Interesting... The injury I've sustained 6-8 months ago can be lessened by changing my feet position in a deadlift. The wider my stance, the more glute pain I have. The narrower my stance, the less pain. Either way, I still need to get this checked out.

  1. Deadlift - 320 went up "relatively" pain free after shifting my stance
  2. BB Row
  3. One Arm DB Rows
  4. Rack Squats
  5. Pull Ups
  6. Hyperextensions fused with BB Rows
  7. Calf Raises
  8. Stretches

EXTRA ACTIVITIES

None.

COMMENTS

Getting some random work done. Not too much CPA thinking until now.

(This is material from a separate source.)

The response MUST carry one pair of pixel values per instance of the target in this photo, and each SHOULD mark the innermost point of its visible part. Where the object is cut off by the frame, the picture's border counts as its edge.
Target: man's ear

INTERESTING CPA TIDBITS OF THE DAY

There are a few deductions for corporate tax that trip me up because each have a special definition of taxable income that is unique to calculating the deduction. This makes sense since you have to take one deduction before you can calculate another.

Tonight, I will explore the calculation of taxable income for the corporate charitable contribution deduction, dividend received deduction and the qualified production income deduction.

Starting with charitable contribution, you calculate taxable income by ignoring the dividend received deduction (DRD), the charitable contribution deduction (CCD), and the domestic production activities deduction (DPRAD). Looking at this logically, we calculate the CCD before all other deductions. We can also ignore NOL carrybacks. This means we don't need to recalculate the CCD when we have a NOL in future years. This is also the same with capital loss carry backs. We can ignore future capital losses that will change our taxable income.

Next, the DRD follows similar rules except this is AFTER the CCD. This means we actually include the CCD in our calculation of taxable income. We can ignore all the things mentioned above with one addition. We can also ignore NOL carry forwards. That is, NOL carried from the past. I'm not sure why there is a difference but it is one distinction that I must remember.

The last DPAD is calculated using the lesser of  qualified production income or taxable income without the DPAD times 6%. (the rate is 3% in 2005 and 2006 and 9% from 2010 onwards).

Logical? As long as you keep the order of these deductions clear, you should have no problems answering questions.